We read with great interest the Review by Boulanger et al. (Extracellular vesicles in coronary artery disease. Nat. Rev. Cardiol. 14, 259–272; 2017)1. The authors discuss the role of extracellular vesicles (including exosomes) as transporters of biological information between cells and tissues. Specifically, this Review provides an update on how exosomes released by stem cells might improve cardiac function after myocardial infarction. New studies suggest that many of the beneficial effects of exosome- based therapies are mediated by microRNAs2. In light of new exciting developments in exosome research, we wish to highlight some important additional points on how exosome functions are influenced by the imprinting of parent cells.

A study published in 2017 shows that exosomes derived from human CD34+ stem cells improved angiogenesis and motor function in mouse ischaemic limb, mimicking the effect of the parent cells, and that these effects were mediated by transferring the microRNA miR126-3p to endothelial cells3. By contrast, exosomes derived from CD34+-cell-depleted parent cells were ineffective3. These results suggest that CD34+ stem cells contain unique molecules that are delivered specifically to endothelial cells by exosomes. Another study published in 2017 demonstrates that the therapeutic effect of exosomes derived from human paediatric cardiac progenitor cells is influenced by both donor age and oxygen levels of the cell cultures2. These studies indicate that both the content and function of exosomes are determined by dominant imprinting of parent cells, which is regulated by the microenvironment surrounding the cells.

Moreover, exosomes also contain some mRNAs and microRNAs that are not functional in parent cells, but can be functional in recipient cells4. Similarly, a study in mice showed that exosomes derived from dendritic cells carry major histocompatibility complex class I and T cell co-stimulatory molecules that prime specific T cells to suppress the growth of tumours5. In some cases, exosomes can transfer antigens from tumours to dendritic cells, which in turn initiate a cytotoxic T cell-dependent immune response against tumour cells6. Therefore, exploring how recessive imprinting from parent cells might influence the therapeutic effects of exosomes is worthwhile.

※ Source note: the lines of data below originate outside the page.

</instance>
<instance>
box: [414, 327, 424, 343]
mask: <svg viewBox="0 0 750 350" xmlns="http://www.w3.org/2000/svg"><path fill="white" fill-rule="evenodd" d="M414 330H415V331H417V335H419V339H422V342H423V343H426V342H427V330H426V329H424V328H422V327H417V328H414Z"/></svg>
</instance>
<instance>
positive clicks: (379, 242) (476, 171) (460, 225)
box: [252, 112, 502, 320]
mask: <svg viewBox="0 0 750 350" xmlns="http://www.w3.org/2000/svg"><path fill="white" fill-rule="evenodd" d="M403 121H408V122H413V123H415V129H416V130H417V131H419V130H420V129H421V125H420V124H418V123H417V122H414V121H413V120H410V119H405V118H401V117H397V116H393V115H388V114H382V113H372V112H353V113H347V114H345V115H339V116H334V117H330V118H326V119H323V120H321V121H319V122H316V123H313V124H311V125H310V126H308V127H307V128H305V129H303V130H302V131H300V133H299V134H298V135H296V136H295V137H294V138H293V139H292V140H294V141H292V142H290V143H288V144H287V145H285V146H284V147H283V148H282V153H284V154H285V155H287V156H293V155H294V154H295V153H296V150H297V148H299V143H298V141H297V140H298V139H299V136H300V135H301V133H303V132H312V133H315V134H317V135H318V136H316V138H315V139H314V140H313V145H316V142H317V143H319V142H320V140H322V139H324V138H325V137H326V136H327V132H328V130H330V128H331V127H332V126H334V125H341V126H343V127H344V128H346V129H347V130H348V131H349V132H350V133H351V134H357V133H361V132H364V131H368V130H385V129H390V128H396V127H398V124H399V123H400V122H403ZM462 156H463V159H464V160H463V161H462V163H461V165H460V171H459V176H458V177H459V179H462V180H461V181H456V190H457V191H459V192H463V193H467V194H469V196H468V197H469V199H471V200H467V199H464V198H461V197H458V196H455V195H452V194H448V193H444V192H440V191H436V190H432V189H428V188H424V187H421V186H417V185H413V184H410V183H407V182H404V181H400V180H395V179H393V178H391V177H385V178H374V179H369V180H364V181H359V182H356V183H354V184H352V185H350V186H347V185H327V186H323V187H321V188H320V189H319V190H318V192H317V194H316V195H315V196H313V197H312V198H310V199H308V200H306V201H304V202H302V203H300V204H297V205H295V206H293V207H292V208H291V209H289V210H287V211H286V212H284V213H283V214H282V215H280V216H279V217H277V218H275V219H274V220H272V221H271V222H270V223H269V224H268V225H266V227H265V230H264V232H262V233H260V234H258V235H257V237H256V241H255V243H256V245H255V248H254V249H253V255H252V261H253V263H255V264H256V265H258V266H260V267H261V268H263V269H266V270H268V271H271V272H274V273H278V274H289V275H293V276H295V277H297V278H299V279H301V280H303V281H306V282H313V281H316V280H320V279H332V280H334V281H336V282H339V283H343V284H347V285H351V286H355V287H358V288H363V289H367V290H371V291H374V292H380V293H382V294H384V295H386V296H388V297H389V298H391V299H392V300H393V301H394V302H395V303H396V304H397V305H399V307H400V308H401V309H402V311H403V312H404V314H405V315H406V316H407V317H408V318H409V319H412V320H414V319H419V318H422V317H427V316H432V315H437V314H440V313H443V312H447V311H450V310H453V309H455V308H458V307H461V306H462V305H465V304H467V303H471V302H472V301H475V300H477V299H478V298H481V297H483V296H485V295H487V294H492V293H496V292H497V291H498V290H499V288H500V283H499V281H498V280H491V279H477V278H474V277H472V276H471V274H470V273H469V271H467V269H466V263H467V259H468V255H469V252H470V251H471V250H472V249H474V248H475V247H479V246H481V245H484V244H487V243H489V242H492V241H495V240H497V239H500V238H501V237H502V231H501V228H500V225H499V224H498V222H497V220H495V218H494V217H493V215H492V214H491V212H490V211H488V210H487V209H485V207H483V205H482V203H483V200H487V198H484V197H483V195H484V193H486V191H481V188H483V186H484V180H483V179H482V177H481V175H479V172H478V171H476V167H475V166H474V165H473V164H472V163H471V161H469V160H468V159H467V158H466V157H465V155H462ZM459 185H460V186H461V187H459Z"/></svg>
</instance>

In summary, emerging evidence demonstrates that exosomes not only mimic the effects of their parent cells, but also have great potential to overcome limitations associated with cell therapies, such as poor engraftment and survival under a hostile ischaemic microenvironment7,8. However, the molecular mechanisms of exosome dynamic generation, transport, and uptake remain poorly understood. Exploration of how dominant and recessive imprinting influence the molecular signature of exosomes and identification of cell type-specific receptors will enable targeted delivery of exosomes9. In this context, the Review by Boulanger et al.1 provides new insights into exosome-based therapies for cardiovascular diseases.